Balancing the past, present and future

    My time left as an undergraduate is winding down. A friend’s Gchat status constantly reminds me of the weeks left in our final quarter. Right now it says, “6 down, 4 to go.” Some days, that seems like glass-half-full status about how near we are to starting a whole new chapter. Other days, it depresses me to no end knowing that four weeks is all I have left.

    But that leaves me in limbo. What do I do right now? Do I surround myself with my old friends, with whom I’ve shared countless memories? Reliving our pasts together atop my rooftop patio planning our next shindig sounds like a perfect night. I’m comfortable with who I know. There’s little effort in being with them and only joy comes of it.

    Or do I look for jobs and apartments downtown and in faraway cities? I’ve broached the search but made little headway. If I only think about what the future will hold, I’ll miss out on what I have all around me. 

    My time here is short, but that’s no excuse to exit life. Things will change in a month but I plan on being with the people I have around me and seeing the places I’ve come to cherish in Evanston and Chicago. Especially as a senior in college, I don’t think there is any way else to live. Every week through my four years here I’ve met new people and that shouldn’t stop. So I’ll keep going to 3 a.m. electronic shows, having afternoon pastel sessions, throwing Mad Men parties on a Tuesday or playing drunken Pictionary at midnight. It may suck that the year will end but that won’t change how I act now. Honestly, I’ll deal with that when we get there.

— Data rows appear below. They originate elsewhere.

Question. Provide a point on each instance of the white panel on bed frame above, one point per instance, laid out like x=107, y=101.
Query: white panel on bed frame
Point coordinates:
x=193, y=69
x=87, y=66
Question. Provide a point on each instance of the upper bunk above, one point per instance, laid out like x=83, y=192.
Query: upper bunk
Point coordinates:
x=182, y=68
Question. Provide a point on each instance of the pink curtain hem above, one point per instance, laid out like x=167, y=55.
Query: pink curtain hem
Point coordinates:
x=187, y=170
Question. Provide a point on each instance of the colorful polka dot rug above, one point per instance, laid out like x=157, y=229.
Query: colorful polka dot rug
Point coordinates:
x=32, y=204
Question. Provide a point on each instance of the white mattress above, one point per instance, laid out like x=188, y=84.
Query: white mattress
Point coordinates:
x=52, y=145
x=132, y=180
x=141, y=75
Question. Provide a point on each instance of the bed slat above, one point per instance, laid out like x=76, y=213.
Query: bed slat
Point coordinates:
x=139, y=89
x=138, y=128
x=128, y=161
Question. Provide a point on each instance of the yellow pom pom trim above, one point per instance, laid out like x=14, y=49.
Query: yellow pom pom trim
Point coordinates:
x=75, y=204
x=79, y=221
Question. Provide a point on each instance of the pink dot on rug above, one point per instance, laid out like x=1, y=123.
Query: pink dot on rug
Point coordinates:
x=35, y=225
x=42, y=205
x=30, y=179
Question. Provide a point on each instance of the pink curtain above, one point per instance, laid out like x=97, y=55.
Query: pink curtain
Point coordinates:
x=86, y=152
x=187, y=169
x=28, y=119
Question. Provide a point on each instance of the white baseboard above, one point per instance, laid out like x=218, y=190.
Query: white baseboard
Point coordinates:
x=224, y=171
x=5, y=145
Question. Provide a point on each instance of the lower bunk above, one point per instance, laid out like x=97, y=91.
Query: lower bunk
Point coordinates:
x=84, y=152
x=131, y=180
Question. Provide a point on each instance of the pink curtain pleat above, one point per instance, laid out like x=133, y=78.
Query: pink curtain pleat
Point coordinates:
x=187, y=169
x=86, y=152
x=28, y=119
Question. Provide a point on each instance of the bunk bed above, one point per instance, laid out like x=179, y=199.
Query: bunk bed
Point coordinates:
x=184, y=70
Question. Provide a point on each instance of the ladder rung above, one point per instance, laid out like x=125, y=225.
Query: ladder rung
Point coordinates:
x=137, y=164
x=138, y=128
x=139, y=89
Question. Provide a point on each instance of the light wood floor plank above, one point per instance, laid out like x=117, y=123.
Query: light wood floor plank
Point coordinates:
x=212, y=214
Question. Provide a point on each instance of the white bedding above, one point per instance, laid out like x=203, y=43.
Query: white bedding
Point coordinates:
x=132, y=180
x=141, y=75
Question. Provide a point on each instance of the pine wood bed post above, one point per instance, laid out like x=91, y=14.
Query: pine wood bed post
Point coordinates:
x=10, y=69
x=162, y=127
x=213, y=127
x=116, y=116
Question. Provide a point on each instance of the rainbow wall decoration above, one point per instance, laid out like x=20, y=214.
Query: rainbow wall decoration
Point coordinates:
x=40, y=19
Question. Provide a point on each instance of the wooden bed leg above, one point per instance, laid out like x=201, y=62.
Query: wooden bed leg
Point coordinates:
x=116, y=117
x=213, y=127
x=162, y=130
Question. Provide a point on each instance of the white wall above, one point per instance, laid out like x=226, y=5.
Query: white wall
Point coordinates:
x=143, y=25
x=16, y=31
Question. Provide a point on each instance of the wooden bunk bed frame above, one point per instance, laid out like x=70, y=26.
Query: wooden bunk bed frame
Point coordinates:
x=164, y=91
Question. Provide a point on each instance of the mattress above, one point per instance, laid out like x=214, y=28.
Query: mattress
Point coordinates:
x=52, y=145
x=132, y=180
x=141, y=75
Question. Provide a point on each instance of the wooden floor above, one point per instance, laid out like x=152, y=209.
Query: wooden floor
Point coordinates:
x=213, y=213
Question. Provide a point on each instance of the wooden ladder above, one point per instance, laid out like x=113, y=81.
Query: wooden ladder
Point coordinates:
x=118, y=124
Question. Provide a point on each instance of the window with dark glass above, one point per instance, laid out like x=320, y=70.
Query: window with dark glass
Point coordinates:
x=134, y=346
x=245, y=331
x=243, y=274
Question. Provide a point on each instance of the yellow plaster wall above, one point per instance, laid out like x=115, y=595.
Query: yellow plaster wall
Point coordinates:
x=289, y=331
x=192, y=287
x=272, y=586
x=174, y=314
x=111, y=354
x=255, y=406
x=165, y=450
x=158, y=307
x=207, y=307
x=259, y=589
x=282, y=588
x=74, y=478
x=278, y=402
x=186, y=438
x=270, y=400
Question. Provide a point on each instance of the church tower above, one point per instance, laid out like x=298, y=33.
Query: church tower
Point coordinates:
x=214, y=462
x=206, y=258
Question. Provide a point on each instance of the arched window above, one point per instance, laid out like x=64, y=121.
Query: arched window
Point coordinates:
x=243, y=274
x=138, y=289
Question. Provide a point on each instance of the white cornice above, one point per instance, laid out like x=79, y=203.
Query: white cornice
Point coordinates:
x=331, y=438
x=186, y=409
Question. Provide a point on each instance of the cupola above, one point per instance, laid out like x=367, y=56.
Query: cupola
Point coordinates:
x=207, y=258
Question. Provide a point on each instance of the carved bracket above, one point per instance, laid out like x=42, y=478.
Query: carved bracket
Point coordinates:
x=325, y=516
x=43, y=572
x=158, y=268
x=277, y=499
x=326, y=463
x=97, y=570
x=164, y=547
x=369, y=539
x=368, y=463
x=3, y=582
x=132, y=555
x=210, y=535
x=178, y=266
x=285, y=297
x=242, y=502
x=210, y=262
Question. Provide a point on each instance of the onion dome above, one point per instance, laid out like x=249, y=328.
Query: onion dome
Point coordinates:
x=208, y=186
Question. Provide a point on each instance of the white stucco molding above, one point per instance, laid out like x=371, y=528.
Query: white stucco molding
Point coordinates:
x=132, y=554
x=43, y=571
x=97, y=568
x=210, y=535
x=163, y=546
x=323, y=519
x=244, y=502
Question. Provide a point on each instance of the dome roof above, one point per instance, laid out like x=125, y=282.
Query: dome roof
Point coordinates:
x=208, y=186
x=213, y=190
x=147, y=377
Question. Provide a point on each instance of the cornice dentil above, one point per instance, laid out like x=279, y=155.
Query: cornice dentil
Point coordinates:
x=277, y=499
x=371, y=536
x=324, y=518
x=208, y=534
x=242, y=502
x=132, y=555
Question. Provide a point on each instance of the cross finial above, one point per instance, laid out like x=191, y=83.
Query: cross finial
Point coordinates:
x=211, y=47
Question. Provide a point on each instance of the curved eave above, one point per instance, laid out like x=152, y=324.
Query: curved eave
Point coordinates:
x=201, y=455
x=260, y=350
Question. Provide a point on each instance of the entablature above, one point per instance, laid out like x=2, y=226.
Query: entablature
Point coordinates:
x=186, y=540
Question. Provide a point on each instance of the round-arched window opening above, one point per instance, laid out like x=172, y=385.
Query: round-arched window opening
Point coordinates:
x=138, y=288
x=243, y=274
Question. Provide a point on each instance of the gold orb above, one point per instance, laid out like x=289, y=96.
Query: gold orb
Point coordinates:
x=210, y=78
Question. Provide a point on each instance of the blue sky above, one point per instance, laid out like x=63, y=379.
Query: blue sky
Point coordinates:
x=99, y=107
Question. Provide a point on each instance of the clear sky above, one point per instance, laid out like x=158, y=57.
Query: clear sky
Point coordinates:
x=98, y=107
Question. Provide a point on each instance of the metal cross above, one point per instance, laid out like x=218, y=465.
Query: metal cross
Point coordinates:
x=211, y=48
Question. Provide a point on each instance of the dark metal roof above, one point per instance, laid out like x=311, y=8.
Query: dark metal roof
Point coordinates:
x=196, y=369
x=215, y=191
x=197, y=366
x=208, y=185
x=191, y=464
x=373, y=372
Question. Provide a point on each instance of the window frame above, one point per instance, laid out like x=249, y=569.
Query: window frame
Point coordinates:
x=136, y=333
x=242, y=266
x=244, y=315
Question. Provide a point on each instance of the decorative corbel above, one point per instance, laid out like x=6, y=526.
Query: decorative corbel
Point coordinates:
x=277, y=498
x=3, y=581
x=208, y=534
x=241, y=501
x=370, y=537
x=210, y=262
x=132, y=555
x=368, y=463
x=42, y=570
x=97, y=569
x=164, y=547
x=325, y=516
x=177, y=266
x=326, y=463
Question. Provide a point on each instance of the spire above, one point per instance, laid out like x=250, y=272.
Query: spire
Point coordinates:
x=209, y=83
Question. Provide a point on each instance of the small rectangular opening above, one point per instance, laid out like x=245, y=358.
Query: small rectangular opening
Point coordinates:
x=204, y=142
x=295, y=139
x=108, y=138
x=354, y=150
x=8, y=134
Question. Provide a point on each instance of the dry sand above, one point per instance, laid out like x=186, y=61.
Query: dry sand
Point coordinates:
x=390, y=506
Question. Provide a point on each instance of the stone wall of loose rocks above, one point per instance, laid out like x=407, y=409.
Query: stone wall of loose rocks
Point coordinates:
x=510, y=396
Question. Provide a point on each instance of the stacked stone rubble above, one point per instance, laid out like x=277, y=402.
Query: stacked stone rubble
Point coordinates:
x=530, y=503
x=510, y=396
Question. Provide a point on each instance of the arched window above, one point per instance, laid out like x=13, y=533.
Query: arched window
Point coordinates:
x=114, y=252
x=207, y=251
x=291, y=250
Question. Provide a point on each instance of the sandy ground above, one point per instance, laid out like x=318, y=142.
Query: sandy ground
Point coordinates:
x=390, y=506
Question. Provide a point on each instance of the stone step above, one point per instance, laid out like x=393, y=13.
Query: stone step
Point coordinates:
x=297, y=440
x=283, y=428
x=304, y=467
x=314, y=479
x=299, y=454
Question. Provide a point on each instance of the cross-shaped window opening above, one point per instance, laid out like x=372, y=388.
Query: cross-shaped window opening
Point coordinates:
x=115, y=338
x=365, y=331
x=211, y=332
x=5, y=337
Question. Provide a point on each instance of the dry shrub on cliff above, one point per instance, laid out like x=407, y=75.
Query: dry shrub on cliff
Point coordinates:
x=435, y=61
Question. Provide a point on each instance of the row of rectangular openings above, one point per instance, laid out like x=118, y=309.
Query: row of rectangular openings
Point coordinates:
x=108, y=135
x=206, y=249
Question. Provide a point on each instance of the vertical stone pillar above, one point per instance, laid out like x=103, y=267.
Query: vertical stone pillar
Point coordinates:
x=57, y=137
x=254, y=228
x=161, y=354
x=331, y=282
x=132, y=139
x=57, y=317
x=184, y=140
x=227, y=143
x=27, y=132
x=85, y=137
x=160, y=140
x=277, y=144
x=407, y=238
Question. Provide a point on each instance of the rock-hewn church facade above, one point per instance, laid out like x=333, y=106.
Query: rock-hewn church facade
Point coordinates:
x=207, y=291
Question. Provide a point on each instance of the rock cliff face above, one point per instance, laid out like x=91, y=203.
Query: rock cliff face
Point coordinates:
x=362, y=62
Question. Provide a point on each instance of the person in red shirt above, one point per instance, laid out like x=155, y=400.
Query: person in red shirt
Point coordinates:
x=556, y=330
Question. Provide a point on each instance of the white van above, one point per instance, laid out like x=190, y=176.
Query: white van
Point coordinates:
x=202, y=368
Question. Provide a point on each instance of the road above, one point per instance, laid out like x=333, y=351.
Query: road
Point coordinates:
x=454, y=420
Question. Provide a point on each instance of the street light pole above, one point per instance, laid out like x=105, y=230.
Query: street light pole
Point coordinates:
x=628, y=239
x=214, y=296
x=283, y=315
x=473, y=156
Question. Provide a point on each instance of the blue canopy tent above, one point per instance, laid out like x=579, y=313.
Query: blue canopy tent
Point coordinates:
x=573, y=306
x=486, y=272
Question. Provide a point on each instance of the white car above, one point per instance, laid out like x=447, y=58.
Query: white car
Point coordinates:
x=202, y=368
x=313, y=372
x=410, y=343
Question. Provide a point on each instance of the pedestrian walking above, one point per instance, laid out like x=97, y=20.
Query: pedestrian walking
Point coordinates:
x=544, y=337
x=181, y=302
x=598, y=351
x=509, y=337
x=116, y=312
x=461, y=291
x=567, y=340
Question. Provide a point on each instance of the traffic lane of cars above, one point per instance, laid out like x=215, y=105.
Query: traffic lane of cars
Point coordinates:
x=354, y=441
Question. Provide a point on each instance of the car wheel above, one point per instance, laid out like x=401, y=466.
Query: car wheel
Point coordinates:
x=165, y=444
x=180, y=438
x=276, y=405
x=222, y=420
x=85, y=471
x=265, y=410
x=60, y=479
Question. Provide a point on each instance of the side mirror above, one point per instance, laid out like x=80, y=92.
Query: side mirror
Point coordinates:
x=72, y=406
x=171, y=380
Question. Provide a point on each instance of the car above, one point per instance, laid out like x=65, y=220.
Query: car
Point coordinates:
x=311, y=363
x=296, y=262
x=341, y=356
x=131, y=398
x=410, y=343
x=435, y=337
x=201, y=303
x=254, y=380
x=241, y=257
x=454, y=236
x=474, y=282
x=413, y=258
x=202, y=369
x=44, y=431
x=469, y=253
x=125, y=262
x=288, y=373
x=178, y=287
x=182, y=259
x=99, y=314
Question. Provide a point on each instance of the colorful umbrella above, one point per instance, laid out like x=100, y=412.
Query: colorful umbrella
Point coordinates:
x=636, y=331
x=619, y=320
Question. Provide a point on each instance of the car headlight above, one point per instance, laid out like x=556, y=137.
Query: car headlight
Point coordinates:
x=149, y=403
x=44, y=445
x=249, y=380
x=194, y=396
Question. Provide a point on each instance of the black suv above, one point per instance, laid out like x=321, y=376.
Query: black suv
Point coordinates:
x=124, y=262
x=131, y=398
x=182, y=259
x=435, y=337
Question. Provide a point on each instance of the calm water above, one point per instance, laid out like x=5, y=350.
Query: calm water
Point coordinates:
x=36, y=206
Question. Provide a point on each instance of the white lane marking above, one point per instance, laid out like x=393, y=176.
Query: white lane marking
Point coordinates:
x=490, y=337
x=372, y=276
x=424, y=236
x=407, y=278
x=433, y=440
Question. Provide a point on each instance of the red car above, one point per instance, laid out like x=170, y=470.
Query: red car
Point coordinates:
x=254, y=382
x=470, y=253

    Resigning to the inevitable end of college is unacceptable, if only because it’s not over just yet. I may have found it difficult to deal with moving on from some Northwestern student groups but that doesn’t mean I’m out of the social worlds. Especially when there are so many people I barely know, some that I’m just getting to know and even more that I’ve yet to meet.

    Unfortunately, I have some old friends that I don’t see as much as I want to. And by ignoring the future, I am still jobless. I’m trying to balance the two while living my life at the same time. This is my last gasp of undergrad and I’m not going to spend every day planning my life as a graduate. I may suffer from my current naïveté, but I hope I can receive my diploma with a smile knowing that I did this last quarter right.  Balance is difficult, but to live day-by-day lets me find new moments even after four years. We shouldn't dwell in nostalgia or obsess over the future because these few weeks should be the most memorable in our lives.